Accuracy in Media


A federal judge in California tossed out a series of lawsuits filed by cities in the state against oil companies to recover “damages” and infrastructure costs they said were imposed by climate change.

The case exposed that cities use one group of facts when they’re attempting to make Big Oil pay for their infrastructure needs and another when trying to convince bond markets to lend them money.

But what mainstream media reported is that the judge did not dispute the science of global warming and that we have not heard the end of this from them or their activist friends.

“A federal judge just tossed out a lawsuit brought against the world’s largest oil companies for selling fuels they knew would boost sea levels and disrupt the global climate,” wrote Mark Kaufman at Mashable, essentially accepting the plaintiffs’ case.

“The decision, on its surface, is a victory for big oil.
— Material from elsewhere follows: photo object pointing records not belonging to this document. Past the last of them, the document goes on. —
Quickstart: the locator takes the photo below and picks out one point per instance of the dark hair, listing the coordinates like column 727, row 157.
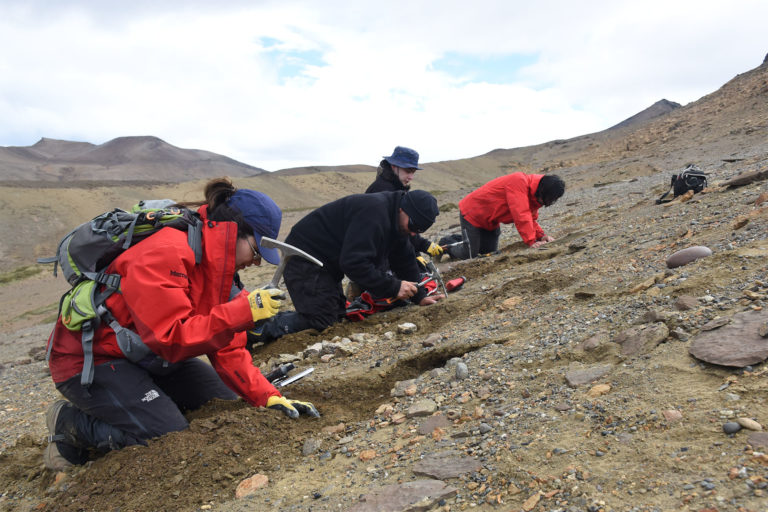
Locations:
column 217, row 193
column 551, row 188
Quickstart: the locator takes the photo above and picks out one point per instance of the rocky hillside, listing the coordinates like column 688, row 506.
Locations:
column 590, row 375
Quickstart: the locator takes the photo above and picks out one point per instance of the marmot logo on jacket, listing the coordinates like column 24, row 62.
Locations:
column 150, row 395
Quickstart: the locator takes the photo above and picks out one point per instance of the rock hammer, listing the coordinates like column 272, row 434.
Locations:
column 287, row 251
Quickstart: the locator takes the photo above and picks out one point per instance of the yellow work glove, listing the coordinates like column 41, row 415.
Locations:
column 264, row 303
column 435, row 250
column 292, row 408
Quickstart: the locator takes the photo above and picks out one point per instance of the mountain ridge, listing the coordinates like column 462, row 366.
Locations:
column 136, row 158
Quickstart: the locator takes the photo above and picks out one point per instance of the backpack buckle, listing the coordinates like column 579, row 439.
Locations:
column 108, row 280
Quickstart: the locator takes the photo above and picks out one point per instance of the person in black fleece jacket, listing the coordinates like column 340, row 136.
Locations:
column 353, row 236
column 395, row 172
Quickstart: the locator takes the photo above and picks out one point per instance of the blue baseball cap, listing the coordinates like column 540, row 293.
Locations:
column 263, row 215
column 406, row 158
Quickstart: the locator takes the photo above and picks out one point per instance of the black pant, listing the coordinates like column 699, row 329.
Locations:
column 317, row 297
column 480, row 241
column 126, row 405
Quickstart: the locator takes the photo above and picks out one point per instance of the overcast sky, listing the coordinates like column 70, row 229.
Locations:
column 288, row 83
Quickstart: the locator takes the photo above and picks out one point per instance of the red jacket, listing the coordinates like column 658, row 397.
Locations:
column 179, row 309
column 503, row 200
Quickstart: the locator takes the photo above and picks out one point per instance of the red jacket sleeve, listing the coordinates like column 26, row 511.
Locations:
column 234, row 365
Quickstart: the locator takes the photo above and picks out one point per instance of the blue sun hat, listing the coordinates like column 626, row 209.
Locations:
column 404, row 157
column 263, row 215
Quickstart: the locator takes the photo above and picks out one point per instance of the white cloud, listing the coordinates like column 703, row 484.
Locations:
column 228, row 76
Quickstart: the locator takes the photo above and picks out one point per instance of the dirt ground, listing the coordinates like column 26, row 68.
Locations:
column 487, row 376
column 516, row 325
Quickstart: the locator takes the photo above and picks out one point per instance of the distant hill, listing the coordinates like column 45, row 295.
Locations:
column 722, row 131
column 659, row 108
column 124, row 159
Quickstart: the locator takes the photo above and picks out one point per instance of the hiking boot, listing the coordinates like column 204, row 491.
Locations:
column 62, row 451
But the fight against these huge companies and their roles in stoking climate change is far from over.”

Other “ongoing lawsuits sit in state courts,” he wrote. Alsup’s ruling “has little bearing in these separate, and more favorable, legal systems.”

The judge “agrees with the scientific findings that fossil fuel burning has spiked global temperatures and accelerated sea level rise, but when he threw out the suit, he decided that a U.S. court alone cannot solve such a weighty, global problem.”

It is correct that Alsup wrote in his opinion that no one disputes the science of climate change. That’s because neither the judge nor the defense relied on the science of climate change.

Rather, the judge’s decision seemed to hew closely to arguments laid out by 15 state attorneys general who filed a friend-of-the-court brief on behalf of the energy companies that argued Oakland and San Francisco were attempting to regulate interstate commerce and international trade. The suit, the judge wrote, asks the court to “conduct and control energy policy on foreign soil.”

A number of media outlets accepted without question the reaction of John Cote, San Francisco’s city attorney. The ruling was not favorable, Cote said, but it “forced a public court proceeding on climate science.”

“We’re pleased that the court recognized that the science of global warming is no longer in dispute,” he said.

“Noting that the world has also benefited significantly from oil and other fossil fuel, [the judge] said questions about how to balance the ‘worldwide positives of the energy’ against its role in global warming ‘demand the expertise of our environmental agencies, our diplomats, our Executive and at least the Senate,” HuffPost wrote. “The problem deserves a solution on a more vast scale than can be supplied by a district judge or jury in a public nuisance case.